1) The modern food production process has diminished its quality. Modern agriculture and intensive livestock farming have meant that foods no longer contain as many vitamins and minerals as they once did. However, they still have the same number of calories.
We are therefore eating foods that "don't nourish us as much as they used to." We need to eat more than our grandparents did to obtain the same amount of nutrients. Soils are becoming increasingly impoverished, and plants produce fruits and leaves with fewer vitamins and minerals.
The animals are fed with feed and grain instead of grass, and this causes their meat to be deficient in some vitamins.
2) The RDA (recommended daily allowance) is not the ideal amount. It is only the amount necessary to not Falling ill in the short term. To optimize health and reach your full potential, combat stress and today's fast-paced lifestyle, the amounts needed are considerably higher than the RDA.
3) Some micronutrients are even more beneficial if taken in larger quantities. This is the case with vitamin C. We are one of the few animals that lack the ability to produce it ourselves, and it is a vitamin that plays a crucial role in the functioning of the immune system.

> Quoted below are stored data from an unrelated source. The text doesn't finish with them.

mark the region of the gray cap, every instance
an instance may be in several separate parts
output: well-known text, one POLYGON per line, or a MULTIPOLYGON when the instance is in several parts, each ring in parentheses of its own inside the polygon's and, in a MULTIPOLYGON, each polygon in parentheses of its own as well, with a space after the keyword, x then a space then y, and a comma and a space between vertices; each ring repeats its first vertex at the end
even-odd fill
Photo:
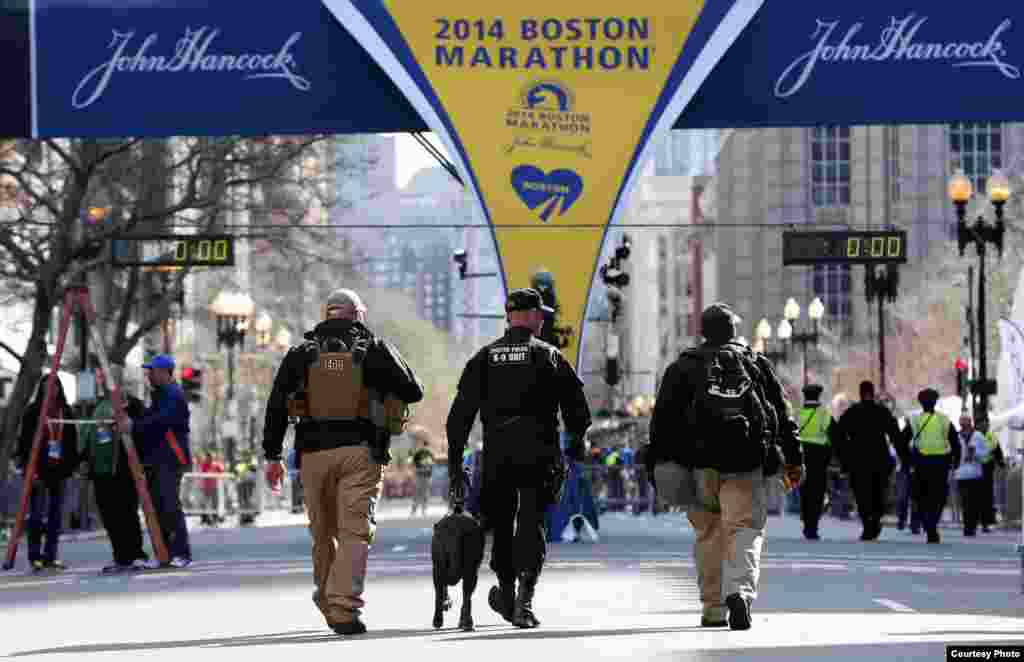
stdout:
POLYGON ((324 304, 324 310, 329 311, 331 308, 342 308, 351 306, 358 312, 366 312, 366 305, 363 300, 359 298, 359 295, 354 290, 341 289, 334 290, 330 296, 327 297, 327 302, 324 304))

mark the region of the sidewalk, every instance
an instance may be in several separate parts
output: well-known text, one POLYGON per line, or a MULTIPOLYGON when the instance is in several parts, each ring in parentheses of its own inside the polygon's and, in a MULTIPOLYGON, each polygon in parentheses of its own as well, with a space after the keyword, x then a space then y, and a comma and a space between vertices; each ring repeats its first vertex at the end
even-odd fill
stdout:
MULTIPOLYGON (((412 499, 387 499, 381 501, 377 506, 377 510, 374 513, 377 521, 389 521, 389 520, 400 520, 400 519, 414 519, 410 517, 410 511, 412 510, 412 499)), ((427 506, 427 515, 417 514, 416 520, 424 522, 424 526, 433 526, 433 523, 444 517, 448 512, 448 506, 440 499, 431 499, 430 504, 427 506)), ((139 515, 140 521, 142 521, 142 515, 139 515)), ((198 516, 190 516, 186 518, 188 524, 189 533, 193 535, 203 535, 205 533, 213 531, 223 531, 225 529, 238 529, 242 528, 238 523, 238 515, 233 515, 224 521, 219 526, 211 527, 205 526, 200 523, 198 516)), ((309 523, 309 519, 305 513, 292 514, 287 510, 271 510, 261 513, 256 520, 249 525, 249 527, 266 527, 266 526, 306 526, 309 523)), ((143 527, 145 528, 145 527, 143 527)), ((105 529, 94 529, 91 531, 67 531, 61 533, 61 543, 75 543, 75 542, 88 542, 92 540, 103 540, 107 537, 105 529)), ((3 532, 0 532, 0 544, 7 543, 7 536, 3 532)))

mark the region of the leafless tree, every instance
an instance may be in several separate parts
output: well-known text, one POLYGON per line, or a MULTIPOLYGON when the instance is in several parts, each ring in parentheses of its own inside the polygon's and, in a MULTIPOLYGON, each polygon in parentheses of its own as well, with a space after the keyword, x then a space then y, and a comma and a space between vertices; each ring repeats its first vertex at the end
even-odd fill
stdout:
POLYGON ((324 172, 311 175, 307 160, 322 159, 325 142, 309 136, 0 143, 0 297, 32 310, 26 350, 0 344, 20 363, 0 421, 0 483, 20 413, 47 359, 54 307, 67 288, 93 285, 115 364, 171 316, 182 293, 189 269, 114 269, 111 241, 149 233, 235 233, 236 219, 247 215, 257 228, 273 217, 280 229, 264 234, 279 253, 308 251, 303 234, 318 231, 306 228, 315 225, 308 218, 312 202, 330 205, 333 198, 324 172), (267 191, 277 196, 269 205, 267 191), (292 230, 296 226, 300 232, 292 230))

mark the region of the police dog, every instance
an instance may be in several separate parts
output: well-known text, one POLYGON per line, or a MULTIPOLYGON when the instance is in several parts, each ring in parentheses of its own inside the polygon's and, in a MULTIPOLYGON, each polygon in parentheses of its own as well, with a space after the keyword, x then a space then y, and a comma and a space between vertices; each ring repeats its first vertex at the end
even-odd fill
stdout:
POLYGON ((484 531, 480 523, 456 504, 454 512, 434 525, 430 543, 434 563, 434 628, 444 625, 444 612, 452 607, 448 587, 462 582, 459 629, 473 630, 473 591, 484 560, 484 531))

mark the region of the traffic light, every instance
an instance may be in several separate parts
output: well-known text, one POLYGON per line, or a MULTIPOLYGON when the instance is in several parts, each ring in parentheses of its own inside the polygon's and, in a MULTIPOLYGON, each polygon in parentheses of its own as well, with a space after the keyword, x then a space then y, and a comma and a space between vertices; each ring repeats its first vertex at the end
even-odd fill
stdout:
POLYGON ((203 371, 191 366, 181 369, 181 388, 185 391, 185 398, 189 402, 202 400, 203 371))
POLYGON ((956 371, 956 394, 960 398, 967 397, 967 361, 963 358, 957 357, 956 362, 953 364, 953 369, 956 371))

We lost the ability to synthesize it in an environment where it wasn't a problem, since ancestral fruits and vegetables had a much higher amount than current species. It wasn't a disadvantage, at least thousands of years ago. Today, it's known that under stressful conditions, mammals and humans consume part of their vitamin C reserves. But animals have an advantage over humans: they compensate for losses by self-reproducing vitamin C in their bodies. We don't.
It has been proven that a stressed goat can produce up to 15,000 mg of vitamin C. And do they really recommend we take 75 mg a day?
We, along with most up-to-date doctors and nutritionists, don't see any point in it. And science proves us right.